# Name of the distribution $p^x(1-p)^{1-x}$?

We are given a random variable $$X$$ with PDF: \begin{align*} f(x ; p) &= p^x(1-p)^{1-x} \ , \\ \end{align*} where $$0 \leq p \leq 1$$ is the parameter and the support is $$x \in \{0,1\}$$.

Anyone knows what the name of this distribution is? And if so, could you please help me understand how I can infer to that? I only know of simple distributions such as uniform, gaussian...etc.

Update!

Thanks Minus One-Twelfth! I appreciate the quick answer, but I was hoping for some more elaboration on how I can infer to the distribution type.
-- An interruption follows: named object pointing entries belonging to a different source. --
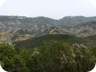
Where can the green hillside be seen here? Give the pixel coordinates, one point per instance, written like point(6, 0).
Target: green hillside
point(47, 39)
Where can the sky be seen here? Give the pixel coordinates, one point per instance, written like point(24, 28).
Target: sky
point(49, 8)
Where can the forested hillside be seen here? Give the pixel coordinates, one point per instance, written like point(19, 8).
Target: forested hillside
point(49, 53)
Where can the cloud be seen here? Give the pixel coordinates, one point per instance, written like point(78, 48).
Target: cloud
point(2, 2)
point(93, 2)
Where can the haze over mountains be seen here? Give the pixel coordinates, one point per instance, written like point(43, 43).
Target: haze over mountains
point(18, 28)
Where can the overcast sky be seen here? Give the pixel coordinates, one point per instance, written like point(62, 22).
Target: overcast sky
point(49, 8)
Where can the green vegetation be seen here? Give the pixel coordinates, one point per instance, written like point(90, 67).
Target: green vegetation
point(50, 53)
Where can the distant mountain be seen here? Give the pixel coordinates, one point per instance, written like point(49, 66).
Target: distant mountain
point(47, 39)
point(20, 28)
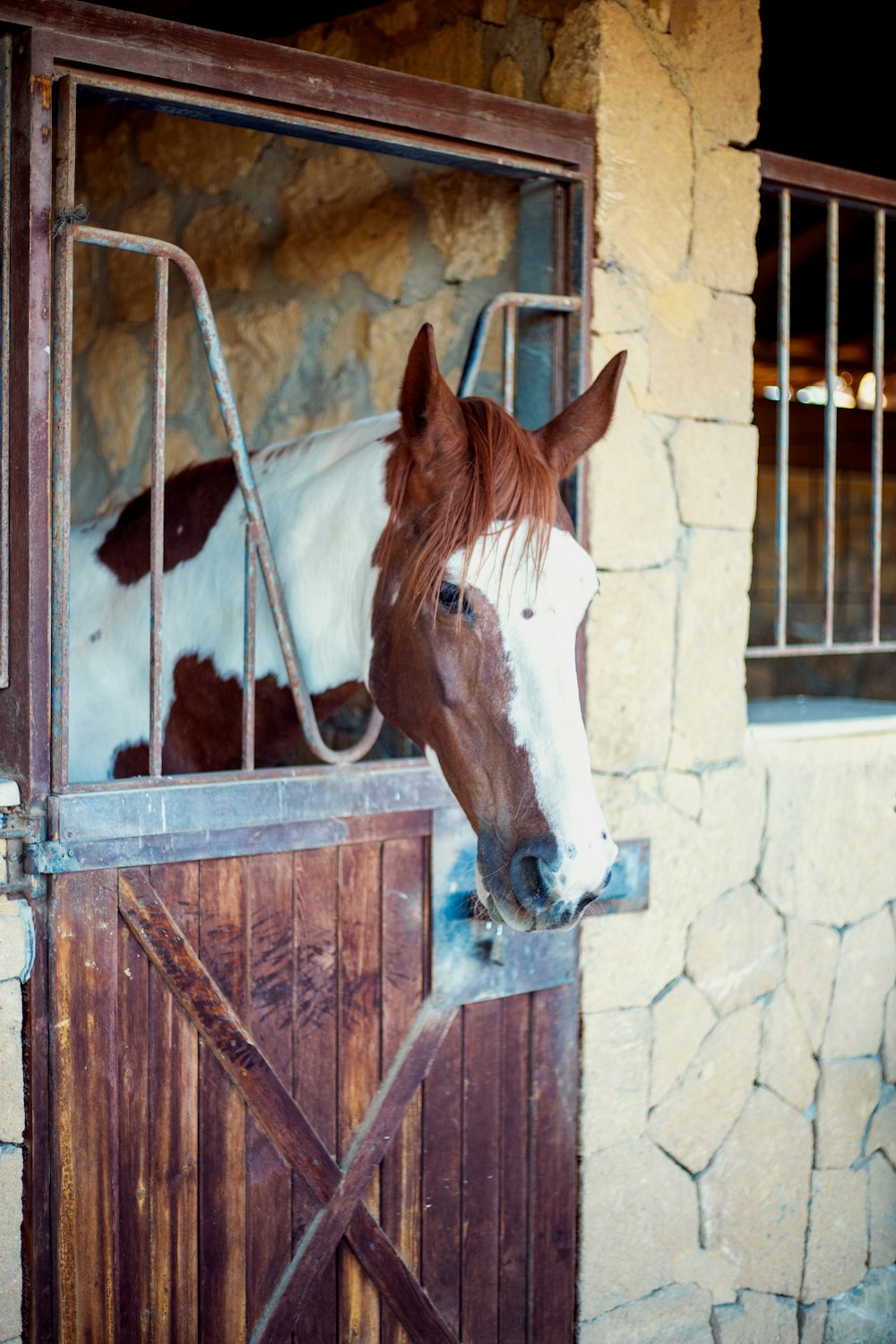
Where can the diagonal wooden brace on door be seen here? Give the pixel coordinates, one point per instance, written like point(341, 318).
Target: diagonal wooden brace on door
point(336, 1190)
• Note that $f(0;\,p)=1-p,\,f(1;\,p)=p$. – J.G. Mar 23 at 11:27
• "how I can infer to the distribution type" You either know the name or you don't. Regardless, knowing the name won't help you use it. The actual distribution (which you have a nice formula for there) is what lets you do that. – Arthur Mar 23 at 11:34

This is the binomial distribution with $$n=1$$ trials $$\big(f(x)=\binom{1}{x}p^{x}(1-p)^{1-x}\big)$$, otherwise known as the Bernoulli distribution. It seems you are looking for intuition, so just note that, given $$p$$, the codomain of $$f(x)=p^{x}(1-p)^{1-x}$$ with $$x\in\{0,1\}$$ has cardinality 2; namely, $$f(x)\in\{p,1-p\}$$, which makes sense because if $$x=0$$, we get the probability of "failure" $$1-p$$, and if $$x=1$$, we get the probability of "success" $$p$$.